Rather than trying to do “what you love”, I’d suggest getting clear on:

  • What gives you meaning in your work
  • What your strengths are, and how those could contribute to your work

By focusing on these things instead, my hope is that you’ll nix the idea that you should love what you do in your work all the time (and stop chasing that unicorn).

​There are always going to be parts of our work that we don’t love. If you love the day-to-day of what you do even just 60% of the time, you’re doing pretty good!

The thing is, when we’re connected to meaning in our work, it matters less whether or not we love every single aspect of what we do.

For example, I experienced this back when I used to treeplant. The day-to-day of treeplanting can be strenuous to say the least, and I often found myself fighting against the elements — wind, rain, snow, extreme heat, mosquitos, or noseeums.

It was having a clear sense of purpose that carried me through.

There were lots of ways I could have made the same amount of money, but I was there putting trees into the ground in order to challenge myself, push myself to my physical limits, see what I could handle, and hopefully grow from the experience.

If I hadn’t had that sense of purpose, there’s no way I could have done the work. I didn’t need to love what I was doing at all in order to look back on it and say, “That was a great job.”

Now, let’s look a bit closer at what’s wrong with the second half of this quote: “and the money will follow.”

Really? It’s that easy? So I can eat tacos and money will come to me?

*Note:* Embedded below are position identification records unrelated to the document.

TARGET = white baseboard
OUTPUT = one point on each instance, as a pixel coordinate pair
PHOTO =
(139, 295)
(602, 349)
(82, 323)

Well, maybe. In fact, I’m sure there’s a way you could get paid to eat tacos if that’s really what you wanted to do.

But you wouldn’t just eat tacos and then expect money to follow from that… that would be ridiculous. The world would run out of tacos!

Instead, you’d have to cleverly brand and market yourself as “the taco eating gal”, actively post entertaining videos of you eating tacos every day on social media, and spend at least 3 years hustling your taco eating before you even make a dime (or some similar scenario).

The point is, we have to do work to get to where we want to go, and that includes a lot of work that we don’t love doing.

Think of someone you know well, who is happy and fulfilled in their work. How long did it take them to get there? How many crappy jobs, failed businesses, rejections, or years of being broke did they have to endure before they got to that point?

If it’s anything like the people I know, it took years of hustle, let downs, challenges, and doing jobs they didn’t love (or didn’t even like) to get to where they are now.

For myself, it’s taken 5 years to build my business to a place where I have a consistent in-flow of clients, and where I can live comfortably just from that. It’s taken 5 years for the money to follow!

So no, the money doesn’t just follow. A lot of behind-the-scenes work has to go on in order to make our ideal career a reality.

If I were to re-word the original quote, I would change “do what you love and the money will follow” to “be persistent in finding and doing work that is meaningful to you… it’s so worth it!”